Metadata-Version: 2.1
Name: memmpy
Version: 0.1.2
Summary: Memory mapping of datasets with arbitrary shapes
Home-page: https://github.com/pwolle/memmpy
Author: Paul Wollenhaupt
Author-email: paul.wollenhaupt@gmail.com
Requires-Python: >=3.10
Description-Content-Type: text/markdown

# Memmpy
Memmpy is a Python library for storing datasets in, and loading datasets from, [memory mapped](https://en.wikipedia.org/wiki/Memory-mapped_file) files. This is particularly useful for large datasets that do not fit in memory and therefore need to be processed in batches. Memmpy is based on the [`numpy.memmap`](https://numpy.org/doc/stable/reference/generated/numpy.memmap.html) implementation.

## Who should use Memmpy?
Memmpy is primarily intended for use in medium to large scale machine learning applications in high energy particle physics, where the whole dataset would not fit into memory at once and iterating over the ROOT files is too slow. This could be because shuffling of datapoints is desired, or because only a fraction of the information or events is needed for training. 

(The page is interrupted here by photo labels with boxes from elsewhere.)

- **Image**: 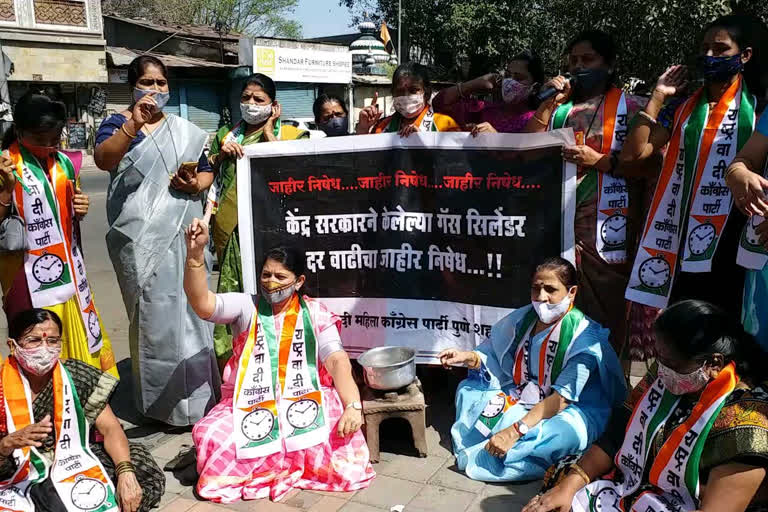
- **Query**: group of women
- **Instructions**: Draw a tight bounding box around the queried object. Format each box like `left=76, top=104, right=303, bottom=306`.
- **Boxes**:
left=0, top=9, right=768, bottom=512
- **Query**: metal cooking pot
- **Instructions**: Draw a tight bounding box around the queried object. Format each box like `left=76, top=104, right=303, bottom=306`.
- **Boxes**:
left=357, top=347, right=416, bottom=391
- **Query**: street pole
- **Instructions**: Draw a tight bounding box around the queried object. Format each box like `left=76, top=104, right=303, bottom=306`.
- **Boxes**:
left=397, top=0, right=403, bottom=64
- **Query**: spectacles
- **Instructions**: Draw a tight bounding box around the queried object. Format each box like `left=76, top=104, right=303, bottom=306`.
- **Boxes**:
left=19, top=336, right=62, bottom=348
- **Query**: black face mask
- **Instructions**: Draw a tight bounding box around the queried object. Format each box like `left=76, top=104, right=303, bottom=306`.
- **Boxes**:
left=571, top=68, right=609, bottom=95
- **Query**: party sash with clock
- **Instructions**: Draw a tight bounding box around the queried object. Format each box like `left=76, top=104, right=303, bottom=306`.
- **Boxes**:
left=475, top=307, right=589, bottom=437
left=626, top=76, right=755, bottom=308
left=0, top=357, right=119, bottom=512
left=233, top=294, right=330, bottom=459
left=9, top=142, right=104, bottom=354
left=572, top=363, right=739, bottom=512
left=550, top=87, right=629, bottom=263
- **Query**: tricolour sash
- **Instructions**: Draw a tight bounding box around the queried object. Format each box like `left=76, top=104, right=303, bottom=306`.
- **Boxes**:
left=573, top=363, right=739, bottom=512
left=9, top=142, right=103, bottom=354
left=475, top=307, right=589, bottom=437
left=626, top=77, right=755, bottom=308
left=233, top=295, right=330, bottom=460
left=384, top=105, right=440, bottom=133
left=550, top=87, right=629, bottom=263
left=0, top=358, right=119, bottom=512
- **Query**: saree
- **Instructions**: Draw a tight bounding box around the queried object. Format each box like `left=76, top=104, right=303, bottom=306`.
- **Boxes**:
left=0, top=143, right=118, bottom=377
left=192, top=297, right=375, bottom=503
left=106, top=116, right=220, bottom=426
left=210, top=120, right=309, bottom=360
left=544, top=364, right=768, bottom=512
left=451, top=305, right=625, bottom=482
left=0, top=360, right=165, bottom=512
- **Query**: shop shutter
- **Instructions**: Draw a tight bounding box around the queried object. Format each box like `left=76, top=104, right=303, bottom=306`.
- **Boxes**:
left=277, top=82, right=317, bottom=119
left=186, top=83, right=222, bottom=133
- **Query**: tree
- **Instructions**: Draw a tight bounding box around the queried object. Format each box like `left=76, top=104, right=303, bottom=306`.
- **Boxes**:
left=340, top=0, right=768, bottom=86
left=102, top=0, right=301, bottom=39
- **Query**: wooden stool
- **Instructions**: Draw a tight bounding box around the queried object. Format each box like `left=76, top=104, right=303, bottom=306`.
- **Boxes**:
left=361, top=379, right=427, bottom=462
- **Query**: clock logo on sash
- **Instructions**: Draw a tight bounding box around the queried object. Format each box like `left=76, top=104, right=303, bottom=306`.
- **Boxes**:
left=688, top=222, right=717, bottom=256
left=638, top=256, right=672, bottom=288
left=241, top=408, right=275, bottom=441
left=70, top=477, right=107, bottom=510
left=480, top=395, right=507, bottom=418
left=286, top=398, right=320, bottom=428
left=32, top=253, right=64, bottom=284
left=88, top=310, right=101, bottom=339
left=600, top=213, right=627, bottom=247
left=744, top=215, right=764, bottom=247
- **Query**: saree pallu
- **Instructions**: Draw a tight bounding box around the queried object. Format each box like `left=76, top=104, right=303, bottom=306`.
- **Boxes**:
left=107, top=116, right=220, bottom=426
left=0, top=156, right=119, bottom=377
left=192, top=326, right=375, bottom=503
left=211, top=123, right=309, bottom=361
left=451, top=306, right=625, bottom=482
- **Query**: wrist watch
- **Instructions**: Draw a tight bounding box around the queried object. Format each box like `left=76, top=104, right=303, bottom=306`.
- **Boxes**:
left=344, top=401, right=363, bottom=411
left=512, top=420, right=530, bottom=437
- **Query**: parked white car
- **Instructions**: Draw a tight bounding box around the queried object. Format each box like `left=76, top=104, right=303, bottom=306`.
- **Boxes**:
left=280, top=117, right=327, bottom=139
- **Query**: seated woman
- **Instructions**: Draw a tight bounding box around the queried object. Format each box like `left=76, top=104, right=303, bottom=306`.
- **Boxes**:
left=523, top=300, right=768, bottom=512
left=312, top=94, right=350, bottom=137
left=357, top=62, right=461, bottom=137
left=0, top=309, right=165, bottom=512
left=438, top=257, right=626, bottom=482
left=184, top=219, right=375, bottom=503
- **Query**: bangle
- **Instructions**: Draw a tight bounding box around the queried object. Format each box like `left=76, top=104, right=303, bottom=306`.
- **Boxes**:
left=120, top=123, right=138, bottom=139
left=571, top=463, right=592, bottom=485
left=638, top=110, right=659, bottom=124
left=115, top=460, right=136, bottom=476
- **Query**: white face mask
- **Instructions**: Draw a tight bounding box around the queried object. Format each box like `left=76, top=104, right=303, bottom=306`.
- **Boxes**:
left=13, top=340, right=61, bottom=376
left=659, top=363, right=709, bottom=395
left=261, top=282, right=300, bottom=305
left=240, top=103, right=272, bottom=124
left=531, top=295, right=571, bottom=325
left=501, top=78, right=531, bottom=103
left=394, top=94, right=424, bottom=119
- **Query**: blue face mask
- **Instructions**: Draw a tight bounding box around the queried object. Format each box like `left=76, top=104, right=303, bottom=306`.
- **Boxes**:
left=698, top=54, right=744, bottom=82
left=133, top=87, right=171, bottom=110
left=317, top=116, right=349, bottom=137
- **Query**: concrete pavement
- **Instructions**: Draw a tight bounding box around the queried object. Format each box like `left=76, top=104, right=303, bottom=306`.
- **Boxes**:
left=0, top=167, right=540, bottom=512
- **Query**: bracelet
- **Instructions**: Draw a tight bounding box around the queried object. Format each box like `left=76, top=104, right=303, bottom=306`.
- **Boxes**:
left=115, top=460, right=136, bottom=476
left=571, top=463, right=592, bottom=485
left=120, top=123, right=138, bottom=139
left=638, top=110, right=659, bottom=124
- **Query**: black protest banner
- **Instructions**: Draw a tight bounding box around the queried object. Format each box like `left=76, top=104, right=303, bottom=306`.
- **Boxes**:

Memmpy is not intended for use in small applications where the entire dataset fits into memory and can be loaded at once. It is also not intended for use in very large applications where training is massively distributed.

## Installation
Memmpy can be installed directly from PyPI using `pip`. Memmpy requires Python 3.10 or higher.
If you want to process `.root` files, `uproot` is required. This can also be installed using `pip`.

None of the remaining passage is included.